Abstract
Variable selection in the context of a linear model or a linear mixed model is a fundamental but often contentious part in applied statistical model building. However, very little on the topic is available in statistical literature. In the current article, we propose a new algorithm for variable selection in the context of a linear mixed model that considers investigator preference and data availability along with other statistical considerations. The performance of the new algorithm is contrasted with the available automated variable selection using backward elimination via a real data set.
Keywords
Backward elimination; Regression analysis; Linear model; Linear mixed model; Variable selection; Investigator preference; Missing proportions
Introduction
Variable selection in the context of a linear model or a linear mixed model is a fundamental but often contentious part in the applied statistical model building. In most applied statistical research, the investigators often face the dilemma of selecting a small number of most "important" characteristics to be included in the final linear regression or logistic regression model. However, differences in characteristics selected have a direct impact on the results of the study and thus have practical consequences on how the results of the study would be interpreted and utilized. Studies in the area of social and behavioral sciences often collect a large number of relevant information on each subject. Longitudinal studies collect repeated data on these variables at different time intervals.

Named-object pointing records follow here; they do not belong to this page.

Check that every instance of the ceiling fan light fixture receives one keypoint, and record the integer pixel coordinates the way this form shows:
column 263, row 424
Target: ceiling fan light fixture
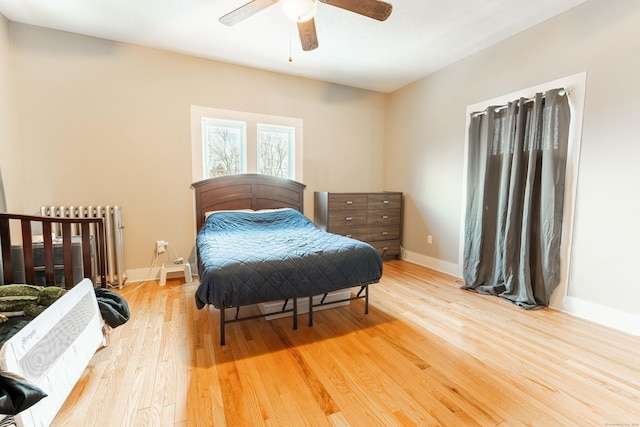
column 299, row 10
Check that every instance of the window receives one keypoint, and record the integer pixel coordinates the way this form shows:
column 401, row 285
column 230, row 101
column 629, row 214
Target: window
column 223, row 145
column 275, row 150
column 227, row 142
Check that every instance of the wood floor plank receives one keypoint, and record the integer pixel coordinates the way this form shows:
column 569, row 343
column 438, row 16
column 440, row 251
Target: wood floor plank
column 428, row 353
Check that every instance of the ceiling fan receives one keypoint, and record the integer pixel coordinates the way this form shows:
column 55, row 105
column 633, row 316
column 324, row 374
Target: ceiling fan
column 303, row 11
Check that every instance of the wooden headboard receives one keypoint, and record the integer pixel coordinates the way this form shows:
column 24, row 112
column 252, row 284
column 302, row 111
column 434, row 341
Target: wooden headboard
column 246, row 191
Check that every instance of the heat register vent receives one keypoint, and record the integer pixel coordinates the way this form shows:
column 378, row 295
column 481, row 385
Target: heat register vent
column 113, row 230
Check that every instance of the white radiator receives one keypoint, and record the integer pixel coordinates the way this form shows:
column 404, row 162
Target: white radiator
column 113, row 226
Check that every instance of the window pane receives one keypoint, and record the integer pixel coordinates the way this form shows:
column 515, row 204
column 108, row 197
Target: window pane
column 275, row 150
column 224, row 147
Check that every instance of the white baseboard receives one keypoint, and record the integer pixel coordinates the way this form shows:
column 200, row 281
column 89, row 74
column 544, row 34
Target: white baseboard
column 606, row 316
column 433, row 263
column 153, row 273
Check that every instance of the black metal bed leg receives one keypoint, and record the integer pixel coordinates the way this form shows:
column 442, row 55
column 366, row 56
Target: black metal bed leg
column 366, row 299
column 222, row 325
column 295, row 313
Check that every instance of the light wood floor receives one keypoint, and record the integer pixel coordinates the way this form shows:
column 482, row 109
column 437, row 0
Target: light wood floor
column 427, row 353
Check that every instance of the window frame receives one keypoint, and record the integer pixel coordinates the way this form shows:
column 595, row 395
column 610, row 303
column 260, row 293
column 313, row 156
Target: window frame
column 251, row 120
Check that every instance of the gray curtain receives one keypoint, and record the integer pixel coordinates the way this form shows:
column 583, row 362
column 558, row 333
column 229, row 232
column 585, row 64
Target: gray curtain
column 515, row 197
column 3, row 202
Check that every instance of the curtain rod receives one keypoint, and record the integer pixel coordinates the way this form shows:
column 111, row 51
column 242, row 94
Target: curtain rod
column 526, row 101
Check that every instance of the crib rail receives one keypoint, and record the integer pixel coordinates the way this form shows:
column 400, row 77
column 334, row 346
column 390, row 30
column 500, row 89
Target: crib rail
column 23, row 236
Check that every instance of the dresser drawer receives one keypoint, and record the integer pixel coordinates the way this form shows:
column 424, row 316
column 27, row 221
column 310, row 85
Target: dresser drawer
column 384, row 201
column 347, row 202
column 348, row 218
column 369, row 233
column 383, row 216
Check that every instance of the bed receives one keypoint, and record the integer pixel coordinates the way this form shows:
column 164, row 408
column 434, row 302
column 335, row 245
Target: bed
column 50, row 352
column 254, row 245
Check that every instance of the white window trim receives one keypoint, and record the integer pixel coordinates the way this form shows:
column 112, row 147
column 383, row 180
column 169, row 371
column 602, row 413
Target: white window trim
column 575, row 84
column 252, row 120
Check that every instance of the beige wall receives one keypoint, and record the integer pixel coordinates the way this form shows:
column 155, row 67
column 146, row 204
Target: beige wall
column 10, row 148
column 427, row 132
column 109, row 123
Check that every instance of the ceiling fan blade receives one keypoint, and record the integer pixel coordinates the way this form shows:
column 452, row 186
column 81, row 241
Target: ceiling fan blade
column 308, row 35
column 245, row 11
column 374, row 9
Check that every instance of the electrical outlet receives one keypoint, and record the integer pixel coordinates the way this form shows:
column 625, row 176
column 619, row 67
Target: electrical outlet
column 161, row 246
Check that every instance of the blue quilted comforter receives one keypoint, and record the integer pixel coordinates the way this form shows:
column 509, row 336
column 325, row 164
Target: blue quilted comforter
column 251, row 257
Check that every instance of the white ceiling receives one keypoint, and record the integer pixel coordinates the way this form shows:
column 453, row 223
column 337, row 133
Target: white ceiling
column 420, row 36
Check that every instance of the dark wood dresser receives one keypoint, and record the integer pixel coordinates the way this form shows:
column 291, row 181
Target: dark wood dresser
column 375, row 218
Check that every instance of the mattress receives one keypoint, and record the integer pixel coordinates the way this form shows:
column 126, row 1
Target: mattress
column 53, row 350
column 252, row 257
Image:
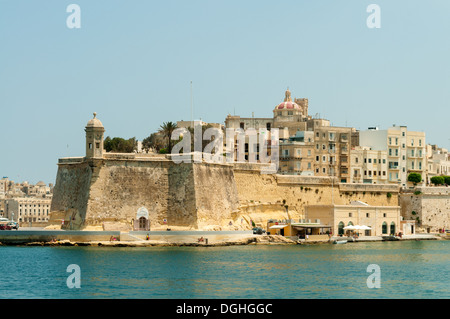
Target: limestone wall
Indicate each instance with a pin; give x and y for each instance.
(429, 206)
(93, 192)
(120, 188)
(216, 194)
(298, 191)
(71, 192)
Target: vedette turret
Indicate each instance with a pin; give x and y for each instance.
(94, 138)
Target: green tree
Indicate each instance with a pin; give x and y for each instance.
(437, 180)
(120, 145)
(166, 129)
(414, 178)
(155, 141)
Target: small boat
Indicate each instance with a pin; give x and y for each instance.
(343, 241)
(390, 238)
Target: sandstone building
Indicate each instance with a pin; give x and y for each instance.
(151, 191)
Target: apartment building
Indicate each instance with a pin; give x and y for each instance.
(406, 151)
(368, 166)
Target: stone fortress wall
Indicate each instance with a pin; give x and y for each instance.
(109, 191)
(430, 206)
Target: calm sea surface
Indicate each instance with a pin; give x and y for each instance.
(410, 269)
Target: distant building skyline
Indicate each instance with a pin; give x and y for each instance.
(137, 74)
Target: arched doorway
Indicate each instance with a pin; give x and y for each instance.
(392, 228)
(142, 222)
(341, 228)
(384, 228)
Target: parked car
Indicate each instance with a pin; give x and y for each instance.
(258, 231)
(13, 225)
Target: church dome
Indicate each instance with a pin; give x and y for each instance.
(288, 104)
(95, 122)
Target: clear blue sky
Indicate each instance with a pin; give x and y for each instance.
(132, 63)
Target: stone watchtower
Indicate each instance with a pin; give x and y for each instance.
(94, 138)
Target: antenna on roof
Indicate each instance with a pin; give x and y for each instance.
(192, 108)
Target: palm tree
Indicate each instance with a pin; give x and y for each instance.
(167, 129)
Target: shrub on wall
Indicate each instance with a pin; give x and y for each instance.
(437, 180)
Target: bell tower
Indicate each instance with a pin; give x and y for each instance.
(94, 138)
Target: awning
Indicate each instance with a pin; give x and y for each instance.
(310, 226)
(277, 226)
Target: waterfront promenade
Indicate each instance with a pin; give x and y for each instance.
(30, 236)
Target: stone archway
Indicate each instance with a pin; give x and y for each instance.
(142, 221)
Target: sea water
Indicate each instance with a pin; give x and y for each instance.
(407, 269)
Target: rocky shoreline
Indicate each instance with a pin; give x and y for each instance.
(253, 240)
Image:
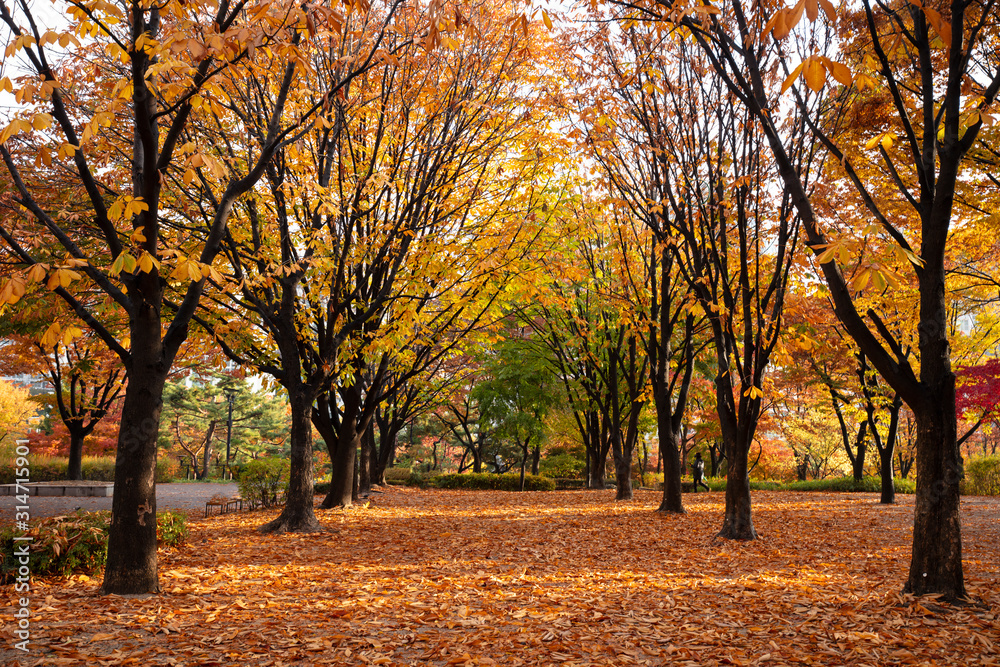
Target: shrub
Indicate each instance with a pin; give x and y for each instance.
(565, 466)
(982, 477)
(99, 468)
(848, 484)
(397, 475)
(45, 468)
(171, 528)
(492, 482)
(261, 480)
(76, 542)
(166, 470)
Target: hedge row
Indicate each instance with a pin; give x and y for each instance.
(491, 482)
(56, 468)
(76, 542)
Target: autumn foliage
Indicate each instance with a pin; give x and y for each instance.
(493, 578)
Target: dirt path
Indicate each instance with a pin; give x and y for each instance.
(442, 578)
(189, 497)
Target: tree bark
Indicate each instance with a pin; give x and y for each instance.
(298, 515)
(131, 563)
(74, 471)
(670, 455)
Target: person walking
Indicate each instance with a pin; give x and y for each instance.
(698, 472)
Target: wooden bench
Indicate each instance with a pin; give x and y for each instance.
(224, 504)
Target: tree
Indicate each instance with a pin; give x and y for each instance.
(196, 414)
(16, 407)
(86, 384)
(733, 240)
(515, 398)
(634, 163)
(108, 116)
(941, 85)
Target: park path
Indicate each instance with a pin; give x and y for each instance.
(187, 497)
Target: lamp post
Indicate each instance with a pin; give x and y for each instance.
(230, 398)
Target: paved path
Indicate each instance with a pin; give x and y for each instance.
(190, 496)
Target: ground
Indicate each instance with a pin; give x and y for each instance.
(570, 578)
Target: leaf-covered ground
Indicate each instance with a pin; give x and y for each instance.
(569, 578)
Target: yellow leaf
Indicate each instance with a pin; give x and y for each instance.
(791, 77)
(70, 333)
(41, 121)
(36, 273)
(860, 281)
(815, 74)
(61, 278)
(12, 291)
(51, 335)
(147, 263)
(812, 9)
(841, 73)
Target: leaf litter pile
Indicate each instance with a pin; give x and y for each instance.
(569, 578)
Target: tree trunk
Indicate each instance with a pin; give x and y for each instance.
(888, 484)
(298, 515)
(936, 561)
(131, 563)
(342, 456)
(477, 459)
(206, 457)
(623, 478)
(524, 461)
(738, 521)
(861, 449)
(365, 467)
(670, 455)
(74, 470)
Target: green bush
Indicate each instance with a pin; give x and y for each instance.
(261, 481)
(94, 468)
(171, 528)
(563, 466)
(982, 477)
(492, 482)
(397, 475)
(98, 468)
(849, 485)
(76, 542)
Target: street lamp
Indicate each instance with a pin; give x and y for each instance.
(231, 398)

However, because of obvious constraints such as money and time, the sample size utilized in these studies may not always be large enough. At the analysis stage, the investigators then have the difficult task of selecting a smaller subsample of variables that are available using some statistical criteria. The most common statistical methods for this purpose are known as forward selection, backward selection, and stepwise selection [1]. Also available are empirical Bayes' method [2], Lasso method [3], and Gibb's sampling method [4] to name a few. These methods use strictly statistical criteria such as AIC [5], BIC [6], or C_{p} [7] to identify the best possible set of predictors from among a much larger set. While such statistical criteria assure objectivity in model selection, they lack subjective input from the experts in the field. The subject area experts, from their experience in the area of study and focus of the analyses, may provide useful guidance in model building and thus make the end results more practically oriented towards the goals of the study. Statistical model building is a balanced combination of art and science, where the statistical criteria provide the science component and the subjective input from the experts serves as the art.
Missing data is essentially a part of any applied statistical study and a nuisance, but also can be a severe constraint on statistical analyses. Even given best efforts, it is not always possible to avoid missing data, especially in a longitudinal study. There are various types of missing data: missing completely at random (MCAR), missing at random (MAR), and nonignorable missing (NINR) [8]. Various authors discuss methods of data analyses that can be employed when some data are missing. See [9] for a review of available statistical techniques and their properties. A comparison of available statistical methods for incomplete data regression models and various software implementations of such techniques is provided in [10].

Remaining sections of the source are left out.